What Is a Trimmed Mean?
A trimmed mean (similar to an adjusted mean) is a method of averaging that removes a small designated percentage of the largest and smallest values before calculating the mean. After removing the specified outlier observations, the trimmed mean is found using a standard arithmetic averaging formula. The use of a trimmed mean helps eliminate the influence of outliers or data points on the tails that may unfairly affect the traditional mean.
Trimmed means are used in reporting economic data in order to smooth the results and paint a more realistic picture.
The Basics of a Trimmed Mean
The trimmed mean looks to reduce the effects of outliers on the calculated average. This method is best suited for data with large, erratic deviations or extremely skewed distributions.
A trimmed mean is stated as a mean trimmed by x%, where x is the sum of the percentage of observations removed from both the upper and lower bounds. The trimming points are often arbitrary in that they follow rules of thumb rather than some optimized method of setting those thresholds.
Trimmed Means and Inflation Rates
A trimmed mean may be used in place of a traditional mean when determining inflation rates from the Consumer Price Index (CPI) or personal consumption expenditures (PCE). The levels that are trimmed from each tail may not be equitable, as these values are instead based on historical data to reach the best fit between the trimmed mean inflation rate and the inflation rate’s core.
The core of the CPI or PCE refers to the selected products minus prices associated with food or energy. Food and energy costs are generally considered the most volatile, also referred to as noisy, items within the data. Shifts in the non-core area are not necessarily indicative of overall inflationary activities.
When the data points are organized, they are placed in ascending order based on those prices that fell the most, to the prices that rose the most. Specific percentages are removed from the tails to help lower the effect of volatility on the overall CPI changes.
Inflation Comparisons With Trimmed Means
Providing a trimmed mean inflation rate along with other measures provides a basis for comparison, allowing for a more thorough analysis of the inflation rates being experienced. This comparison may include the traditional CPI, the core CPI, a trimmed mean CPI, and a median CPI.
- A trimmed mean is a method of averaging that removes a small designated percentage of the largest and smallest values before calculating the mean.
- The use of a trimmed mean helps eliminate the influence of outliers or data points on the tails that may unfairly affect the traditional mean.
- Trimmed means are used in reporting economic data in order to smooth the results and paint a more realistic picture.

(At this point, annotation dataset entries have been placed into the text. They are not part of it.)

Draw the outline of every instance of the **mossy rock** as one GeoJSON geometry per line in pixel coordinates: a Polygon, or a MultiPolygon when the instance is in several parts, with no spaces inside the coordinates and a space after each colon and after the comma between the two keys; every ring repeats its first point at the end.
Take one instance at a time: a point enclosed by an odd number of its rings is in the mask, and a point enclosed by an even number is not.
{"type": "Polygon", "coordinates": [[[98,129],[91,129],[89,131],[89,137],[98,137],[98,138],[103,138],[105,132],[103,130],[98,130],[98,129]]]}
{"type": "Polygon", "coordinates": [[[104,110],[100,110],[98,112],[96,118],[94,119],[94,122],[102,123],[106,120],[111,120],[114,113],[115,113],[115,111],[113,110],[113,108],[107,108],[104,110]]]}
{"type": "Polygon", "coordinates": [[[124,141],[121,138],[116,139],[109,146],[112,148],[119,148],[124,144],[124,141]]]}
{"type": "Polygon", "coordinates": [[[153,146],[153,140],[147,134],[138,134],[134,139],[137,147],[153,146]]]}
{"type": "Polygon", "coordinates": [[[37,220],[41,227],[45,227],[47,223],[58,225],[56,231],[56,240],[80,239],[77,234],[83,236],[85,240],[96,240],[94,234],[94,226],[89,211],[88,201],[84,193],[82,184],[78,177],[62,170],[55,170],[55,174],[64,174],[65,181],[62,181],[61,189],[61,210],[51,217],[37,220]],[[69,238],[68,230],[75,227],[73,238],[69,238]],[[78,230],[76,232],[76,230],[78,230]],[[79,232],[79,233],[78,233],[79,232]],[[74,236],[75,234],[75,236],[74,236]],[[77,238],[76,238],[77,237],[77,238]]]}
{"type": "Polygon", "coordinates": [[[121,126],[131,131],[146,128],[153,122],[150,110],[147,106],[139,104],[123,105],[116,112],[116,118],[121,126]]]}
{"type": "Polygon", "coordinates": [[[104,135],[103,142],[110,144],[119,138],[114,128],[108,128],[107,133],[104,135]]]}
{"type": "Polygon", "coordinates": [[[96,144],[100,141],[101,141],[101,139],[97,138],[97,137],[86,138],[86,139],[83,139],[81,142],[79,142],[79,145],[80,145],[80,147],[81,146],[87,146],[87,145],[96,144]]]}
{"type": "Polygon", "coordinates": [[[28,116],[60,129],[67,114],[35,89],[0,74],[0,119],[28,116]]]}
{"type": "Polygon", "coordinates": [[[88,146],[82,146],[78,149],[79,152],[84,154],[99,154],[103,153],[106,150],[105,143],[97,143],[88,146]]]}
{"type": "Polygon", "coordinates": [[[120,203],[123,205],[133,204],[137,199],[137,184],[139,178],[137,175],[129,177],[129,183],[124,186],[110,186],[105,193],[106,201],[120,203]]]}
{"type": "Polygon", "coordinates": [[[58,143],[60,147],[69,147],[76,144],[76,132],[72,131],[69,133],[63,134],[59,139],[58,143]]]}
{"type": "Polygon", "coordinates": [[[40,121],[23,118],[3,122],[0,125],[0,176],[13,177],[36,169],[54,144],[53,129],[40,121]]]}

Theoretical Example of a Trimmed Mean
For example, imagine that a figure skating competition produces the following scores: 6.0, 8.1, 8.3, 9.1, 9.9. A mean trimmed at 40% would equal 8.5. First we obtain the arithmetic mean based on the calculation: (8.1 + 8.3 + 9.1) / 3 = 8.28. To trim the mean by 40%, we remove the lowest 20% and the highest 20% of values, eliminating the scores of 6.0 and 9.9. As shown by this example, trimming the mean can reduce the effects of outlier bias in a sample and has the effect of increasing the reported average by 0.22 points.